Wednesday, March 30, 2016

Sarajevo, city of hope

 Assassination site of Archduke Franz Ferdinand of
Austria, whose death in 1914 triggered WWI
Sarajevo is an enigma. The city today is warm, welcoming, safe, and pleasantly multicultural, yet reminders of its turbulent history are hard to miss.

The city is nestled in a mountain valley, surrounded on all sides by rugged terrain. In winter there is usually snow (Sarajevo hosted the 1976 Winter Olympics) but this year, in March, what snow had fallen was long gone, and the hills were brilliantly green. Except, that is, for large white patches on all sides... no matter which direction you look, you see the green interrupted by white. It isn't snow. It's gravestones. Thousands of gravestones. The modern capital of Bosnia-Herzegovina is surrounded by the victims of the Yugoslav civil war, a constant reminder of the atrocities committed here and throughout Bosnia as the former communist nation was torn apart by separatists. In some parts of town, most buildings more than 3 stories tall are pock-marked with holes from mortar shells and artillery fire. It's quite sobering, yet hope is also everywhere evident... in the artwork, sculptures, monuments, and memorials found throughout the city encouraging remembrance, forgiveness, and vigilance against hate.

Hotel VIP, Sarajevo....
My return flight is out of Sarajevo; I look forward to coming back to learn more about this fascinating city. I hope to join one of the organized walking tours about the lives of citizens during the civil war, when the locals were essentially trapped in the city by Yugoslav-Serbian forces in the surrounding hills. I remember back in the early 90's, seeing footage of people pinned down by sniper fire ("Sniper Alley" was infamous for fatalities, as it's orientation afforded the Serbian snipers a clear shot of anyone on the street), running for their lives. As a traveler, I like to think that people are essentially good-- and my faith is not yet shaken, but one gift from Sarajevo is knowing that people can overcome even the worst of human nature.




A day in Sarajevo

Springtime in old town Sarajevo
Arrived at the Sarajevo airport in good shape after a 20+ hour trip to witness a minor miracle - my checked bag appeared in the carousel. Before leaving San Diego I'd decided to chuck my carry-on only rule and packed a sacrificial bag full of warm but expendable clothing that I wouldn't fret over if never seen again (I had two extremely tight connections in SFO and Istanbul and doubted I would make it through both, let alone a checked bag.) Kudos, Turkish Airlines! It's cold here in March and I am grateful for the extra layers.

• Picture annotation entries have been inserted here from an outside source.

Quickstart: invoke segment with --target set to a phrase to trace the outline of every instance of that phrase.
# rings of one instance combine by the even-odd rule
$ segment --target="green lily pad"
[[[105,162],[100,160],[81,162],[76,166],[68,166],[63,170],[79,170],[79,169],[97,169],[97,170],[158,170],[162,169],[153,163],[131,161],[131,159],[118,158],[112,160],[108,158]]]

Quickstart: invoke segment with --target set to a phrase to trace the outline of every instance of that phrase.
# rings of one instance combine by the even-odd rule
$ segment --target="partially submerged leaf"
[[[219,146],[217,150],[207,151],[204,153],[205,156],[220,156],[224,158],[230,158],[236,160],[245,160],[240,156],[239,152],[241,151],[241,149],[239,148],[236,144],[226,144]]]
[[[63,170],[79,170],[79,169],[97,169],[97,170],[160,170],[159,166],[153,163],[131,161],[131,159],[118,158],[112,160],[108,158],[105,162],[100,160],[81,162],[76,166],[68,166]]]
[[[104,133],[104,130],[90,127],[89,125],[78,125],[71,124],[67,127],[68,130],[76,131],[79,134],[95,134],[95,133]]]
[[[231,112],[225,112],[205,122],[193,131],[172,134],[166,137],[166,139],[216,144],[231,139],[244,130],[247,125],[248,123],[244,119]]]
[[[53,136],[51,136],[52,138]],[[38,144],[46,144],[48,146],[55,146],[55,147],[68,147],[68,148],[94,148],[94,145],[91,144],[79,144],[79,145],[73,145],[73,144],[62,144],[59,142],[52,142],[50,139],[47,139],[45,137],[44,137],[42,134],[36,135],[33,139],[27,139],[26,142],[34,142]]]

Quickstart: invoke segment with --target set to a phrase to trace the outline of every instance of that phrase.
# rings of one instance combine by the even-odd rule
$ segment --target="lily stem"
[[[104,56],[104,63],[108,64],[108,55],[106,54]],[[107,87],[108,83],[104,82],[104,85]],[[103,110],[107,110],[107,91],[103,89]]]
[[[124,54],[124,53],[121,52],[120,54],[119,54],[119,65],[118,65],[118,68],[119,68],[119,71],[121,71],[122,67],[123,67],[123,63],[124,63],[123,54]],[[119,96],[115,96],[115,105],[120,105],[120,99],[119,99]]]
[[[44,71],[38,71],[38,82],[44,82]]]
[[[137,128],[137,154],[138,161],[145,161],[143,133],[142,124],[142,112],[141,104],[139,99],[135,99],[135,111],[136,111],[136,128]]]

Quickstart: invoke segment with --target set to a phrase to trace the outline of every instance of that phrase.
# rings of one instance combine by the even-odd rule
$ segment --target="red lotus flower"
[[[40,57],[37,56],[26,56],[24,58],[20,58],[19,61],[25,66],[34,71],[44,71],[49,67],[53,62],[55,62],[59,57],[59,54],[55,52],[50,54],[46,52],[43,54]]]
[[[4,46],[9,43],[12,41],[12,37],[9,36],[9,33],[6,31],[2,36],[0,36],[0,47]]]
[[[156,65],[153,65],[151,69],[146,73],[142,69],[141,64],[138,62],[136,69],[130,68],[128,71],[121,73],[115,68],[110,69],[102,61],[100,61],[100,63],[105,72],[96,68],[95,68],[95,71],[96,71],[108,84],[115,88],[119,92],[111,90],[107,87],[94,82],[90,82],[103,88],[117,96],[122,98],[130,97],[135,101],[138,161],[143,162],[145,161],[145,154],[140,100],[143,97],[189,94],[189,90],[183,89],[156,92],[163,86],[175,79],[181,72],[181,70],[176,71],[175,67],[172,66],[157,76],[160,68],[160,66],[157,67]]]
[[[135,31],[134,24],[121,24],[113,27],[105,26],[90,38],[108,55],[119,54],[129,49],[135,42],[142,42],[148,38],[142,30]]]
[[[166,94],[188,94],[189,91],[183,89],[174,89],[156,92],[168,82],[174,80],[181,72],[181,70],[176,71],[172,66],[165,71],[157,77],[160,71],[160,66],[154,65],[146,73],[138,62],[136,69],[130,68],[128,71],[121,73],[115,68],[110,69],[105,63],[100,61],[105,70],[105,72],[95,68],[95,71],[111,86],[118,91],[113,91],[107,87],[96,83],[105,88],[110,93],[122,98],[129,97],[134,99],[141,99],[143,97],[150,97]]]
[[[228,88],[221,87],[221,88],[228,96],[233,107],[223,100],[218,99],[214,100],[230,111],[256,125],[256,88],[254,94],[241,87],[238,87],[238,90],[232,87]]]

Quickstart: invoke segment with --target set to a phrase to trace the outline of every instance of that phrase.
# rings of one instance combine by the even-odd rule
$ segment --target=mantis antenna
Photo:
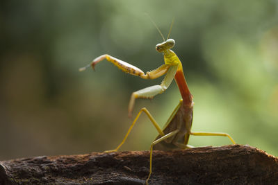
[[[169,39],[170,34],[171,33],[172,28],[173,27],[173,24],[174,24],[174,17],[173,17],[173,19],[172,20],[171,26],[170,27],[170,30],[169,30],[168,36],[167,37],[167,39]]]
[[[158,27],[157,27],[156,23],[152,20],[152,17],[147,13],[145,12],[145,14],[149,17],[149,20],[151,20],[152,23],[156,28],[157,30],[159,32],[159,34],[161,35],[162,38],[163,39],[163,42],[165,42],[165,38],[163,37],[163,35],[162,34],[162,33],[161,33],[161,30],[158,28]]]

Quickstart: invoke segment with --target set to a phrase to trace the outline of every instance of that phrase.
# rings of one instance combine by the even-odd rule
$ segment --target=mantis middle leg
[[[120,143],[120,145],[115,149],[115,150],[106,150],[104,151],[104,152],[117,152],[117,150],[124,143],[124,142],[126,140],[126,138],[129,136],[129,133],[131,132],[132,128],[133,127],[135,123],[136,123],[137,120],[138,119],[140,115],[141,115],[142,112],[144,112],[147,116],[149,117],[149,120],[151,121],[152,123],[154,125],[154,126],[156,127],[156,130],[158,132],[159,134],[162,136],[165,136],[165,134],[162,131],[161,128],[159,127],[159,125],[156,123],[154,117],[152,116],[152,114],[149,113],[149,112],[145,108],[142,108],[138,114],[137,114],[136,118],[134,119],[133,122],[132,123],[131,125],[130,126],[129,130],[127,131],[126,134],[125,135],[124,139],[122,141],[122,142]]]

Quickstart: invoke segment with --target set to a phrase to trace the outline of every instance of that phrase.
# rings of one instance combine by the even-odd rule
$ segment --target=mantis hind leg
[[[231,138],[231,136],[227,133],[221,132],[190,132],[190,135],[193,136],[227,136],[228,137],[233,144],[236,144],[236,141]]]
[[[164,133],[162,131],[161,128],[159,127],[158,124],[156,123],[156,121],[154,120],[154,117],[152,116],[152,114],[149,113],[149,112],[145,108],[142,108],[138,114],[137,114],[136,118],[134,119],[133,122],[132,123],[131,125],[130,126],[129,130],[127,131],[126,134],[125,135],[124,139],[122,141],[122,142],[120,143],[120,145],[115,149],[115,150],[106,150],[104,151],[104,152],[117,152],[117,150],[126,141],[127,137],[129,136],[132,128],[133,127],[135,123],[136,123],[137,120],[138,119],[140,115],[142,114],[142,112],[145,112],[147,116],[149,117],[149,120],[151,121],[152,123],[154,125],[154,126],[156,127],[156,130],[158,132],[159,134],[161,136],[164,136]]]

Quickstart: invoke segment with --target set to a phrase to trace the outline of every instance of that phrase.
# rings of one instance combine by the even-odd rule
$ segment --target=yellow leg
[[[161,128],[159,127],[158,124],[157,124],[156,121],[154,120],[154,117],[152,116],[152,114],[149,113],[149,112],[145,108],[142,108],[140,112],[138,112],[138,114],[137,114],[136,118],[134,119],[133,122],[132,123],[131,125],[130,126],[129,130],[127,131],[127,133],[126,134],[126,136],[124,136],[124,139],[122,140],[122,141],[121,142],[121,143],[116,148],[116,149],[115,150],[106,150],[104,151],[104,152],[117,152],[117,150],[119,150],[119,148],[124,143],[124,142],[126,140],[127,136],[129,135],[130,132],[131,131],[132,128],[133,127],[135,123],[136,123],[137,120],[138,119],[140,115],[141,114],[141,113],[144,112],[147,116],[148,116],[149,120],[152,121],[152,123],[154,125],[154,126],[156,127],[156,129],[157,130],[157,131],[158,132],[159,134],[161,136],[164,136],[164,133],[162,131]]]
[[[151,174],[152,174],[152,152],[153,152],[153,148],[154,146],[158,143],[159,142],[161,142],[162,141],[171,137],[172,136],[174,136],[174,134],[176,134],[177,132],[179,132],[179,130],[176,130],[173,132],[171,132],[168,134],[167,134],[166,135],[159,138],[158,139],[154,141],[154,142],[152,142],[152,145],[151,145],[151,148],[149,150],[149,176],[147,177],[147,179],[146,179],[146,184],[148,184],[148,181],[149,179],[149,177],[151,177]]]
[[[233,143],[233,144],[236,144],[236,141],[229,135],[228,134],[226,133],[221,133],[221,132],[190,132],[190,135],[193,136],[227,136],[231,141]]]

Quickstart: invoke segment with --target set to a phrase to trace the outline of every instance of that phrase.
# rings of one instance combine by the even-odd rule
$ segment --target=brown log
[[[0,162],[0,184],[143,184],[149,151]],[[278,184],[278,159],[248,146],[154,151],[149,184]]]

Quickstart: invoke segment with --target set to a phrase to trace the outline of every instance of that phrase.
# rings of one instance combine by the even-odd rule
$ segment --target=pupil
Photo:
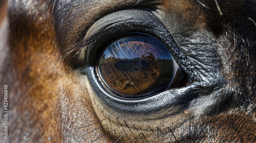
[[[141,98],[166,89],[178,68],[159,41],[138,34],[106,44],[98,65],[107,88],[126,98]]]

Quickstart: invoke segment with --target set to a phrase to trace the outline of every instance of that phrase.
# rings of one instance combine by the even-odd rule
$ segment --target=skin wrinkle
[[[4,69],[0,84],[8,85],[10,111],[10,138],[4,141],[70,142],[88,133],[76,141],[256,141],[255,28],[247,18],[256,19],[255,2],[200,2],[207,7],[196,0],[41,0],[37,4],[13,1],[9,8],[10,35],[3,35],[9,37],[5,45],[8,50],[1,63]],[[142,101],[137,104],[140,106],[119,104],[123,107],[113,109],[100,98],[102,93],[95,89],[95,78],[79,64],[72,66],[77,62],[74,53],[64,60],[61,57],[71,45],[83,39],[99,18],[118,10],[143,6],[157,13],[155,16],[189,59],[189,64],[179,64],[199,78],[187,90],[173,89],[155,95],[159,100],[170,99],[167,97],[174,93],[177,96],[161,101],[169,103],[164,109],[140,112],[139,107],[145,103]],[[18,12],[17,18],[11,12]],[[155,103],[152,99],[146,103]],[[0,98],[1,107],[3,100]],[[127,105],[127,109],[136,107],[137,112],[125,112]],[[2,113],[1,123],[4,120]],[[0,129],[4,129],[1,124]]]

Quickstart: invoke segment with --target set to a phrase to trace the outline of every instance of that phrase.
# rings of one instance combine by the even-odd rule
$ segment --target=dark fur
[[[1,41],[8,44],[3,51],[0,92],[3,94],[3,85],[8,85],[10,111],[9,139],[1,140],[19,142],[27,138],[29,142],[44,142],[49,138],[52,142],[68,142],[86,134],[78,140],[112,142],[121,137],[118,141],[122,142],[256,142],[255,1],[217,1],[219,9],[215,1],[207,0],[200,3],[196,0],[103,1],[105,3],[40,0],[30,4],[15,1],[9,6],[10,33],[1,34],[8,36],[8,40]],[[122,116],[115,109],[102,109],[103,103],[90,98],[90,94],[95,91],[90,89],[89,87],[92,86],[87,85],[88,83],[83,81],[87,79],[77,69],[85,64],[78,52],[96,37],[83,41],[88,29],[113,12],[140,7],[163,12],[163,15],[158,14],[164,25],[173,22],[170,34],[189,61],[187,66],[180,66],[188,73],[191,72],[189,76],[194,81],[205,80],[204,85],[195,89],[194,94],[198,97],[195,100],[210,94],[214,97],[215,103],[204,109],[203,113],[195,113],[188,108],[187,111],[181,109],[182,113],[173,118],[159,116],[156,120],[138,122],[137,118],[154,114],[130,113]],[[200,34],[193,35],[196,32]],[[211,42],[196,41],[203,36]],[[197,63],[194,59],[197,56],[200,58],[201,53],[200,49],[196,55],[188,52],[189,48],[197,49],[199,46],[189,44],[187,42],[193,39],[202,46],[216,46],[202,52],[209,50],[215,53],[211,62],[218,65],[210,62],[207,66],[200,61],[205,64],[205,72],[202,73],[193,66]],[[207,74],[211,72],[218,75]],[[205,89],[204,85],[215,81],[210,79],[215,76],[223,77],[223,80]],[[206,95],[200,92],[201,88],[206,91]],[[3,131],[4,99],[0,99]],[[192,104],[193,101],[186,100],[184,104]],[[167,122],[163,123],[164,119]],[[3,134],[0,137],[4,138]]]

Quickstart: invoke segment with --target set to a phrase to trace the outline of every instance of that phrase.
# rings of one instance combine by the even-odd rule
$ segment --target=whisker
[[[109,117],[105,118],[104,118],[104,119],[103,119],[103,120],[101,120],[101,121],[98,121],[98,122],[95,122],[95,123],[93,123],[93,124],[90,124],[90,125],[87,125],[87,126],[83,126],[83,127],[77,127],[77,128],[73,128],[73,129],[70,129],[70,130],[68,130],[68,131],[71,131],[71,130],[73,130],[77,129],[81,129],[81,128],[86,128],[86,127],[88,127],[91,126],[92,126],[92,125],[94,125],[94,124],[97,124],[97,123],[99,123],[99,122],[102,122],[102,121],[104,121],[104,120],[106,120],[106,119],[107,119],[107,118],[109,118]]]
[[[172,129],[170,129],[170,128],[168,127],[168,129],[169,130],[169,131],[172,133],[172,134],[173,135],[173,136],[174,136],[174,139],[175,139],[175,140],[179,142],[179,140],[178,140],[178,139],[176,138],[176,137],[175,136],[175,135],[174,135],[174,132],[173,131],[173,130]]]
[[[133,127],[133,125],[131,126],[131,127],[129,127],[129,128],[128,128],[128,129],[127,129],[120,137],[119,138],[118,138],[118,139],[117,139],[117,140],[116,140],[116,141],[115,141],[114,143],[116,143],[116,142],[117,142],[117,141],[118,141],[118,140],[119,140],[119,139],[121,138],[121,137],[122,137],[122,136],[123,136],[123,135],[129,130],[130,130],[130,129],[131,129],[131,128],[132,128],[132,127]]]
[[[136,143],[136,142],[137,142],[137,141],[138,141],[138,139],[139,139],[139,137],[140,137],[140,135],[142,135],[142,136],[144,137],[144,138],[145,138],[145,140],[146,140],[146,141],[147,141],[147,140],[146,140],[146,137],[145,137],[145,136],[144,135],[144,134],[143,134],[143,133],[141,133],[141,133],[139,134],[139,135],[138,136],[138,137],[137,137],[136,140],[135,140],[135,141],[134,142],[134,143]]]
[[[215,3],[216,4],[216,6],[217,6],[218,10],[219,10],[219,12],[221,15],[223,15],[222,12],[221,12],[221,9],[220,8],[220,6],[219,6],[219,4],[218,4],[217,0],[215,0]]]
[[[83,137],[83,136],[84,136],[86,135],[87,134],[89,134],[89,133],[91,133],[91,132],[93,132],[93,131],[96,131],[96,130],[98,130],[98,129],[99,129],[101,128],[102,128],[103,127],[104,127],[104,126],[106,126],[106,125],[108,125],[108,124],[106,124],[106,125],[103,125],[103,126],[100,126],[100,127],[99,127],[99,128],[97,128],[97,129],[95,129],[95,130],[92,130],[92,131],[90,131],[90,132],[88,132],[87,133],[86,133],[86,134],[84,134],[84,135],[81,135],[81,136],[79,136],[79,137],[77,137],[77,138],[75,139],[74,140],[72,140],[71,142],[70,142],[70,143],[71,143],[71,142],[73,142],[73,141],[75,141],[76,140],[78,139],[79,138],[81,138],[81,137]]]
[[[202,6],[203,6],[203,7],[204,7],[208,9],[210,9],[210,8],[209,7],[207,7],[206,5],[205,5],[204,4],[203,4],[202,2],[201,2],[199,0],[196,0],[196,1],[197,1],[197,2],[198,2],[198,3],[200,4],[200,5],[201,5]]]
[[[96,141],[97,140],[99,139],[99,138],[101,138],[101,137],[102,137],[102,136],[105,136],[105,135],[107,135],[107,134],[108,134],[110,133],[111,132],[112,132],[114,131],[114,130],[115,130],[115,130],[112,130],[111,131],[110,131],[110,132],[108,132],[108,133],[105,133],[105,134],[104,134],[102,135],[102,136],[100,136],[99,137],[98,137],[98,138],[96,138],[95,140],[93,140],[93,141],[92,141],[92,142],[91,142],[91,143],[92,143],[92,142],[94,142],[94,141]]]

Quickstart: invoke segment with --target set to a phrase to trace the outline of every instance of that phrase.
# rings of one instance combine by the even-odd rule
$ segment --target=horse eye
[[[119,97],[142,98],[186,82],[166,48],[148,35],[130,34],[112,40],[98,57],[100,79]]]

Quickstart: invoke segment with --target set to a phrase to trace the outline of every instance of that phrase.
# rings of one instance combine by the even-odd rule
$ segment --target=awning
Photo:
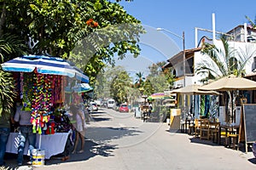
[[[89,78],[79,69],[72,65],[67,60],[58,57],[44,55],[23,55],[2,64],[6,71],[32,72],[51,74],[76,77],[84,82],[89,82]]]

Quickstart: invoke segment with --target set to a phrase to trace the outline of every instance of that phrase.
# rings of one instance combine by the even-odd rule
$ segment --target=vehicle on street
[[[114,105],[114,99],[108,99],[108,109],[113,109],[113,105]]]
[[[128,105],[126,104],[120,105],[119,112],[129,112]]]

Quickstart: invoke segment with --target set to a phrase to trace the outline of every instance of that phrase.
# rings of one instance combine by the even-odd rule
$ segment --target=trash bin
[[[32,150],[32,165],[37,166],[43,166],[44,165],[44,156],[45,151],[44,150],[34,149]]]

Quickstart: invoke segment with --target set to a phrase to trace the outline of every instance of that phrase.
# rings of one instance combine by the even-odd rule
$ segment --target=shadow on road
[[[248,159],[248,161],[249,161],[251,163],[256,165],[256,158],[251,158],[251,159]]]
[[[189,139],[191,143],[207,144],[211,146],[219,146],[218,144],[214,144],[212,140],[200,139],[199,138]]]
[[[72,154],[70,155],[70,158],[65,162],[62,162],[60,157],[51,157],[49,160],[45,161],[45,165],[52,165],[52,164],[60,164],[65,162],[81,162],[89,160],[91,157],[96,156],[113,156],[112,154],[113,150],[116,149],[115,145],[109,145],[109,144],[97,144],[90,140],[88,139],[85,139],[85,144],[84,149],[84,153],[79,154]],[[72,150],[70,150],[71,152]]]

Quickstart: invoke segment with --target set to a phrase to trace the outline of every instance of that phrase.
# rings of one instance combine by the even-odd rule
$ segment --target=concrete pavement
[[[256,169],[251,151],[170,133],[166,123],[143,122],[133,116],[108,109],[93,113],[83,154],[67,162],[50,159],[33,169]]]

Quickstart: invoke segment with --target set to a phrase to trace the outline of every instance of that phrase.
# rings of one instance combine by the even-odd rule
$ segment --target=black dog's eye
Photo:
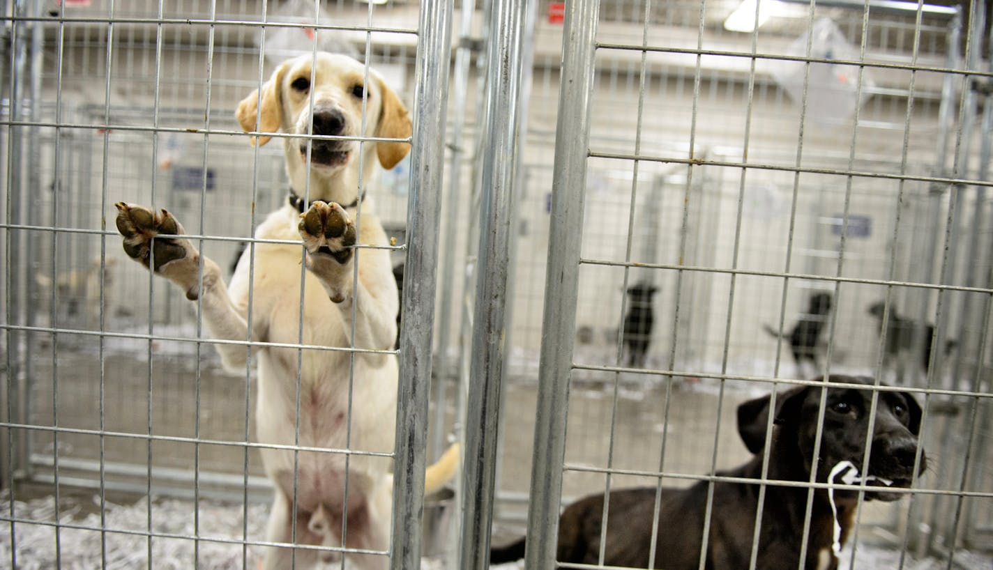
[[[852,406],[848,402],[836,402],[831,405],[831,410],[839,414],[847,414],[852,411]]]
[[[296,79],[293,79],[290,86],[298,91],[306,91],[310,88],[310,79],[307,77],[297,77]]]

There are numerous outdoor cafes, all with wifi
Joy of joys, the owner of my hotel was waiting for me right at the exit. We sped down the highway and arrived at my home for the next two nights: Hotel VIP. When checking in I mentioned I'd like to take a walk to shake off the flight, and maybe have a glass of wine. The owner's daughter took me by the arm and walked with me across the street to show me Bašcaršija, or old town Sarajevo, explaining that it was perfectly safe for a lone woman to be out and about late at night. At 10:00 pm the streets were full of people, shops and cafes were open, and the vibe was happy and energetic. She pointed out some of the sights and then I was off on my own. I felt extremely safe and enjoyed exploring the winding, narrow pedestrian alleyways. When I returned to the hotel, the owner's daughter greeted me and said she'd left a little gift in my room. It was a small bottle of local red wine. So very sweet.

Ottoman period fireplace, Svrzo House
View from Svrzo House to old town
I love to visit museum homes - private residues that have been turned into museums showcasing how life was lived by ordinary people in the past. One such home is the Svrzo House, located just a few minutes walk from old town. Svrzo House offers an intimate view into the daily life of a wealthy Muslim family in the late 18th century, when the Ottoman Empire ruled the Balkans. On the morning I visited, I was the sole guest. There is no tour or pamphlet to guide you, but there are interpretive signs explaining the functions of each room in English as well as Bosnian. I spent a very enjoyable hour exploring the home, imagining the family at home. My favorite memories are of the "Girls' Room" upstairs, protected by a heavy and onately carved wood door sheathed in iron, and the bathroom, complete with a hot water shower. The ornate fireplaces are ingeniously designed, studded with colorful round ceramic tiles (also ornately detailed) which would absorb the heat from the fire within and radiate it slowly to warm the room.